Let $f(n)$ denote the minimum number of vertices in a graph $G$ which contains every graph on $n$ vertices (up to isomorphism) as an induced subgraph. I want to estimate $f(n)$. A simple counting argument gives a lower bound : there are essentially $2^{C(n,2)}/n!$ isomorphism classes of graphs on $n$ vertices, while a graph with $N$ vertices contains $C(N,n) \approx N^{n}/n!$ induced subgraphs of size $n$. From this we can deduce that, for example, \begin{eqnarray*} \liminf_{n\rightarrow \infty} f(n) ^{1/n} \geq \sqrt{2}. \end{eqnarray*} Can we replace the inequality by an equality here ? I assume the answer is known, though I didn't find it after some basic googling.
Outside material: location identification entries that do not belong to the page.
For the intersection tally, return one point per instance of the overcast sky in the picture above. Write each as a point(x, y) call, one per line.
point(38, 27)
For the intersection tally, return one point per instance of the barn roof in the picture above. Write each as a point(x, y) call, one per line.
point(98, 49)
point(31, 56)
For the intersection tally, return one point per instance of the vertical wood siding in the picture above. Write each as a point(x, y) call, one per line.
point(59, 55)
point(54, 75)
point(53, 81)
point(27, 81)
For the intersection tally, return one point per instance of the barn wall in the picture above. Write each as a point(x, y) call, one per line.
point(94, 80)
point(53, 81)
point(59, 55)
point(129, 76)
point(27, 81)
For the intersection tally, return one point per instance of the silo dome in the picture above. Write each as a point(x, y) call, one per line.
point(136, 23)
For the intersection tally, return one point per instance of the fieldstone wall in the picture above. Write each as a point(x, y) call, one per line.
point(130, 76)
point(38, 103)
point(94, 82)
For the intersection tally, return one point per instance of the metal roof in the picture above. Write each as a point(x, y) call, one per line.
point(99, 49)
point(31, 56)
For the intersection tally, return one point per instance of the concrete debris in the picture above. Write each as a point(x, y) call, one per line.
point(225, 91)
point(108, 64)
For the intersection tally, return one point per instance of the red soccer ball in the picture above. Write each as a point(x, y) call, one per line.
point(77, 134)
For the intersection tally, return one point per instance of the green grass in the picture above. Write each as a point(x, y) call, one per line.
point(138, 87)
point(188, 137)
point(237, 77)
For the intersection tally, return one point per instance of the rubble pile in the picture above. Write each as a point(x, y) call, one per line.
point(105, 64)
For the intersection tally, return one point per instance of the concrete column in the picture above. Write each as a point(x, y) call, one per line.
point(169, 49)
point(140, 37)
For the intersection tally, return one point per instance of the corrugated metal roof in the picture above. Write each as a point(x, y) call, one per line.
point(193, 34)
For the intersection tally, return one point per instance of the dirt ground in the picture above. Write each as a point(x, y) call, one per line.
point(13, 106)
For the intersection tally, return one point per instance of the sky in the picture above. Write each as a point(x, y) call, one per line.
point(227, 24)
I know that the liminf above is $O(1)$, for example this follows from the main result of [1]. Indeed, it follows from [1] and the standard probabilistic argument for lower-bounding Ramsey numbers that there is some $c > 0$ for which the random graph $G(c^n, 1/2)$ almost surely, as $n \rightarrow \infty$, contains every graph on $n$ vertices as an induced subgraph. I assume the best-possible $c$ here is not known, since any $c < 4$ would yield an improvement on the best-known upper bound for Ramsey numbers.

[1] H.I. Prömel and V. Rödl, Non-Ramsey graphs are $c \log n$-universal, J. Combin. Theory Series A 88 (1999), 379-384.